Сегодня во главе империи стоит человек, которого в народе и дешёвых газетах любят называть «философом», – насмешка, ибо подразумевается, что он плохой политик. Но если признать, что господин фон Бетман-Гольвег – политик он там или нет – именно в наше военное время, будучи достойным выразителем немецкого естества, на своём месте; если считать удачным, как считаю удачным и правильным я, что это место занимает не скользкий, светский и куда более антантовский князь Бюлов; если далее принять, что государственный деятель, выражающий интересы Германии этой войны духовно-политически, не юнкер, не буржуа, а в самом духовном, самом достойном смысле выражает интересы бюргера, просвещённости, гуманности, «философии» и благонравия, то нельзя не согласиться с тем, что тип немецкого естества и по сей день раскрывается в свете того, что я разумею под словом «бюргерство». Хорошо понимая обеспокоенность, даже ненависть атакующих его патриотов, я не намерен скрывать симпатии к личности этого рейхсканцлера, по крайней мере к типу, который он представляет. Фон Бетман-Гольвег не случайно стоит сегодня во главе государства, как не случайно и то, что, невзирая на все нападки, стоит пока крепко. По духовным и даже, как ни смело это прозвучит, художественным причинам едва ли кто решится расстаться с ним в разгар нынешнего кризиса немецкости.

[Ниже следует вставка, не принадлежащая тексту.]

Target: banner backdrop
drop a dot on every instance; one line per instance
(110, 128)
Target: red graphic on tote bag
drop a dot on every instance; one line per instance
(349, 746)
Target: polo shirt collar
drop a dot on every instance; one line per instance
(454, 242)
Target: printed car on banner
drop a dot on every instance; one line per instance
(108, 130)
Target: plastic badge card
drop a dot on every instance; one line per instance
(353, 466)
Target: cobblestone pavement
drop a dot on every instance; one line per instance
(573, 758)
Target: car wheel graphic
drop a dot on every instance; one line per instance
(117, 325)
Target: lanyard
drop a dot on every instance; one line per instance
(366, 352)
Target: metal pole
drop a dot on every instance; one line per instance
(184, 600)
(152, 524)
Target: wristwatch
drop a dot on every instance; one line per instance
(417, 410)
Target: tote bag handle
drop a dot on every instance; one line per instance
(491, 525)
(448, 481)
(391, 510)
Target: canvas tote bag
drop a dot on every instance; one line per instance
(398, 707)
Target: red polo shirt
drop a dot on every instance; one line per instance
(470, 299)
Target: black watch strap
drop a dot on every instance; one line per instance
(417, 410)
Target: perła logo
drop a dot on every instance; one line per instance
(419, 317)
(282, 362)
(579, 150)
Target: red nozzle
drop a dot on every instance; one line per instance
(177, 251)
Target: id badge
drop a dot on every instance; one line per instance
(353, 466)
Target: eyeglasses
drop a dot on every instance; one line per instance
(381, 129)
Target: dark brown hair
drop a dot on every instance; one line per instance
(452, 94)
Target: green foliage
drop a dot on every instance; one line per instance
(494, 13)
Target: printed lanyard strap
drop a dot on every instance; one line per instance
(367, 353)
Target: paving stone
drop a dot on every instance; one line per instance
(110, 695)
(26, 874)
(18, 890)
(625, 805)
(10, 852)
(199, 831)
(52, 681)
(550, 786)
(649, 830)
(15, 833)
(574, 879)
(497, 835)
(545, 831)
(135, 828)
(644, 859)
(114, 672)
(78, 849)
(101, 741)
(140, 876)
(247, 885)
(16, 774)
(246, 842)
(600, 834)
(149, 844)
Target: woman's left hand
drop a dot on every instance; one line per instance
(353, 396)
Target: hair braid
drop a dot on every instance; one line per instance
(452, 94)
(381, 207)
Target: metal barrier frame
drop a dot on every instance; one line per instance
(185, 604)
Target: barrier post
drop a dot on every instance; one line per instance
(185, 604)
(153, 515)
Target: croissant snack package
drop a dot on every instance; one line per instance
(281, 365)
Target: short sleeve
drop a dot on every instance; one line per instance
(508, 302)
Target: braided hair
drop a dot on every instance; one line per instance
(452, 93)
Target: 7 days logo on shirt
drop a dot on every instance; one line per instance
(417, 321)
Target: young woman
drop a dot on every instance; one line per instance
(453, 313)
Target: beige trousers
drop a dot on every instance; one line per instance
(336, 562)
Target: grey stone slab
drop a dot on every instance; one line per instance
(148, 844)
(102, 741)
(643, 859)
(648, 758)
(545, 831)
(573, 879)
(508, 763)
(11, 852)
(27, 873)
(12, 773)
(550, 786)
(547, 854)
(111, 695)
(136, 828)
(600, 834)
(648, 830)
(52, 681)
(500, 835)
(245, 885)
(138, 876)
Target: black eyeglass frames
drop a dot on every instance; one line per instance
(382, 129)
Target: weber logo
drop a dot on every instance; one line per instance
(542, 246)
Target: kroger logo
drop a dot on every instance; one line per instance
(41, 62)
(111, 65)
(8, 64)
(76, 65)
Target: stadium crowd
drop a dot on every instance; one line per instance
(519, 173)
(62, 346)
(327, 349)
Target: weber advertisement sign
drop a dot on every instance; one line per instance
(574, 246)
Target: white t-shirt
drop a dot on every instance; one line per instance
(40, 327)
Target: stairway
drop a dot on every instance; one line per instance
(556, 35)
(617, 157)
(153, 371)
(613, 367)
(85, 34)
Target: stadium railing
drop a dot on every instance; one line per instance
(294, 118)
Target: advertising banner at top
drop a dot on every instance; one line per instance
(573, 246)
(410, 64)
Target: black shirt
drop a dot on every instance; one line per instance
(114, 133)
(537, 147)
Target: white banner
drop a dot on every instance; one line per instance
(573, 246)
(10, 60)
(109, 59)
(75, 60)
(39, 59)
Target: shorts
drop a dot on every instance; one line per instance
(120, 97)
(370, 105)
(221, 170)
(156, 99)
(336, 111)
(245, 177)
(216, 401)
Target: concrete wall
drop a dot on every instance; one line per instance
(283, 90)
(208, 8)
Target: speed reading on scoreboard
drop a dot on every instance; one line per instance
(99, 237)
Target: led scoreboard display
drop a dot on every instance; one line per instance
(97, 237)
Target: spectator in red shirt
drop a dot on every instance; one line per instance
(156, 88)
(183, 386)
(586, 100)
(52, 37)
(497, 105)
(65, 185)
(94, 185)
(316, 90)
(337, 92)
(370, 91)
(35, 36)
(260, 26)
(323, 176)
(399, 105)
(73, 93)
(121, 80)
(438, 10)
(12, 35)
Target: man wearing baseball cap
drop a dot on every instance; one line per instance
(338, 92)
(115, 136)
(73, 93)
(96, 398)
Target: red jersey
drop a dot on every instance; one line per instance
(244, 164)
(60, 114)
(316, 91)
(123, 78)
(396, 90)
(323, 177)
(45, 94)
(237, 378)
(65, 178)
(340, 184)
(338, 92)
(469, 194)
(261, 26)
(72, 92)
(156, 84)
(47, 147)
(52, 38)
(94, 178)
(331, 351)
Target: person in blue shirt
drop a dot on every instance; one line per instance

Может, достаточно? Ещё два слова. Ибо, сказав, почему я несколько проспал превращение немецкого бюргера в буржуа (причина в том, что я проживал процесс дебюргеризации слишком интимно-психологически, совершенно не политически), не хотел бы утаить от себя и то, почему бюргер в своём поновлённом облике всё-таки не полностью исключён из сферы моих исследований и даже душевного участия; более того, почему результаты этих исследований и участие нашли отражение в творчестве. Моя чуточка прозы изначально не могла обходиться без аналитических впрыскиваний, настолько, что понятия «проза» и «анализ» казались мне почти идентичными. Но аналитизм мой всегда имел отношение к жизни, а не к каким-то политическим напастям, и хоть писательство, даже поэзия означали для меня почти исключительно анализ действительности при помощи духа, я был настроен, пожалуй, слишком позитивно, чтобы питать поэтическое расположение к чисто негативным характеристикам, памфлету, брезгливой сатире. Думаю, образ вообще не создать, не испытывая к нему симпатии; чистое отрицание порождает плоскую карикатуру. Если мне что и удалось симпатически понять в моём времени, так это его род геройства, современную подвижническую форму и стиль жизни чрезмерно нагруженного, чрезмерно натасканного, «работающего на грани истощения» трудяги, этически нацеленного на результат… В этом единственная точка моего душевного соприкосновения с типом нового бюргера, но точка важная, меня потрясшая. Я ни разу не изобразил его как реального человека, как политико-экономическое явление; для того недостало ни сочувствия, ни знания. Но мне всегда казалось, что поэтическое есть символ, и смею сказать, в написанном мною нет почти ничего, что не стало бы символом героизма, свойственного этому современному, необюргерскому типу. Под таким углом зрения даже Томас Будденброк – не просто немецкий бюргер, но и современный буржуа; он первый персонаж, при создании которого пригодился этот важнейший опыт, который впоследствии, созидая форму и символ, вторгался и в мою работу над образами главных героев возрожденческой пьесы, над всей жизнью романа о принце, вплоть до Густава Ашенбаха.